Malik Medan. Subyek dipilih dengan teknik sampling yaitu dengan

menggunakan purposive sampling. Pengumpulan data koping pasien gagal

ginjal kronis menggunakan kuesioner. Hasil penulisan menunjukkan bahwa

dari 41 responden pasien gagal ginjal kronis yang menjalani hemodialisa

yang melakukan kopingnya adaptif sebanyak 26 orang (63.42%) dan

responden yang melakukan kopingnya maladaptif sebanyak 15 orang

(36.58%).

Nurmalika (2010) yang berjudul “Hubungan Antara Self Control dengan

Kecemasan Pasien Gagal Ginjal Kronis di Yayasan Ginjal Diantrans

Indonesia”. Desain penelitian ini menggunakan korelasional. Subyek dipilih

dengan teknik sampling yaitu dengan menggunakan purposive sampling

sebanyak 35 orang.
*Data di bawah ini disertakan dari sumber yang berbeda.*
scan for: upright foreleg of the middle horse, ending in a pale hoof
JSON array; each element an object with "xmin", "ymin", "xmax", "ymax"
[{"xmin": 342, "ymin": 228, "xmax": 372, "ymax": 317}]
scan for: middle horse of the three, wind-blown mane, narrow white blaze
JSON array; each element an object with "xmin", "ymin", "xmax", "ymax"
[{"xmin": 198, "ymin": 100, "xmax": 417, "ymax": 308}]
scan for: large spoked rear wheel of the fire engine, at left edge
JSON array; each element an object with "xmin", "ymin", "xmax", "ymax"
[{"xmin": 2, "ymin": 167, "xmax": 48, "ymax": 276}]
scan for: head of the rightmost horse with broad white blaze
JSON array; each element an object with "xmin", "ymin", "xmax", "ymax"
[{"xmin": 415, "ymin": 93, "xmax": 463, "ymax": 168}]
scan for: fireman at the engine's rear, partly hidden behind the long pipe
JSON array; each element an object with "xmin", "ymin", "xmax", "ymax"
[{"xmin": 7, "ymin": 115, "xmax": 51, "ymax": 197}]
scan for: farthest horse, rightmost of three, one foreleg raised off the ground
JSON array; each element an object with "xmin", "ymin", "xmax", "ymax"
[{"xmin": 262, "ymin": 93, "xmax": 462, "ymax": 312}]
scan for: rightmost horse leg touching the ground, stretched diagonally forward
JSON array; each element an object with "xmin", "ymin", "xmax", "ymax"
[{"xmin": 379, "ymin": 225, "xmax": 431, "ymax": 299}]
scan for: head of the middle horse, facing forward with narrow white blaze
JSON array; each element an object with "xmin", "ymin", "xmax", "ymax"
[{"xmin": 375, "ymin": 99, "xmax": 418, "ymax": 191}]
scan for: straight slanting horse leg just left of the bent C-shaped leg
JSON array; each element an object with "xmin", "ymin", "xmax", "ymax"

Analisa data dengan pearson. Pengumpulan data self

control dan kecemasan menggunakan kuesioner. Hasil penulisan

menunjukkan bahwa dari 35 responden pasien gagal ginjal kronis dengan

self control tinggi sebanyak 14 orang (40%), rendah 21 orang (60%).

Sedangkan kecemasan tinggi sebanyak 18 orang (51,43%) dan kecemasan

rendah sebanyak 17 orang (48,5%).

Page 9: BAB I Proposal

9

Perbedaan penulisan yang akan dilakukan oleh penulis yaitu penulisan ini

berjudul hubungan antara kemampuan koping dengan tingkat kecemasan

pasien gagal ginjal kronis yang menjalani hemodialisa di Badan Layanan

Umum Daerah RSU Kota Banjar. Penulisan ini merupakan penulisan dengan

metode korelasional dengan pendekatan cross sectional. Pengambilan sampel

dengan teknik total sampling, pengumpulan data penulisan dengan kuesioner.

Teknik analisa data menggunakan uji chi square. Perbedaan yang lain dengan

penulisan ini yaitu terletak pada kriteria sampel, variabel independen, waktu,

dan tempat penelitian yang dilakukan.

E. Manfaat Penelitian

Hasil dari penelitian ini diharapkan dapat memberikan manfaat sebagai

berikut:

1. Manfaat teoritis

Hasil penelitian ini diharapkan dapat memberikan pengetahuan

bagi perawat di bidang ilmu keperawatan medikal bedah dalam

mengidentifikasi koping yang digunakan klien gagal ginjal kronis,

mempertahankan koping konstruktif dan mengembangkan koping baru

untuk menghadapi kecemasan.

Page 10: BAB I Proposal

10

2. Manfaat praktis

a. Bagi Keperawatan

Penelitian ini dapat memberikan wawasan dan pengetahuan bagi

perawat, sehingga dapat mendukung dalam menjalankan tugas pokok,

fungsi, wewenang, dan tanggung jawab dan dapat memberikan

masukan dalam pengembangan ilmu keperawatan terutama penyakit

gagal ginjal kronis.

b. Bagi Badan Layanan Umum Daerah RSU Kota Banjar

Sebagai masukan untuk pihak rumah sakit dalam memodifikasi

lingkungan unit hemodialisa serta mengetahui kemampuan koping

yang positif untuk meminimalkan tingkat kecemasan pasien penderita

gagal ginjal kronis yang menjalani terapi hemodialisa di BLUD RSU

Kota Banjar.

c. Bagi STIKes Bina Putera Banjar

Bagi STIKes menambah referensi untuk dijadikan sumber

bacaan baik oleh dosen maupun mahasiswa.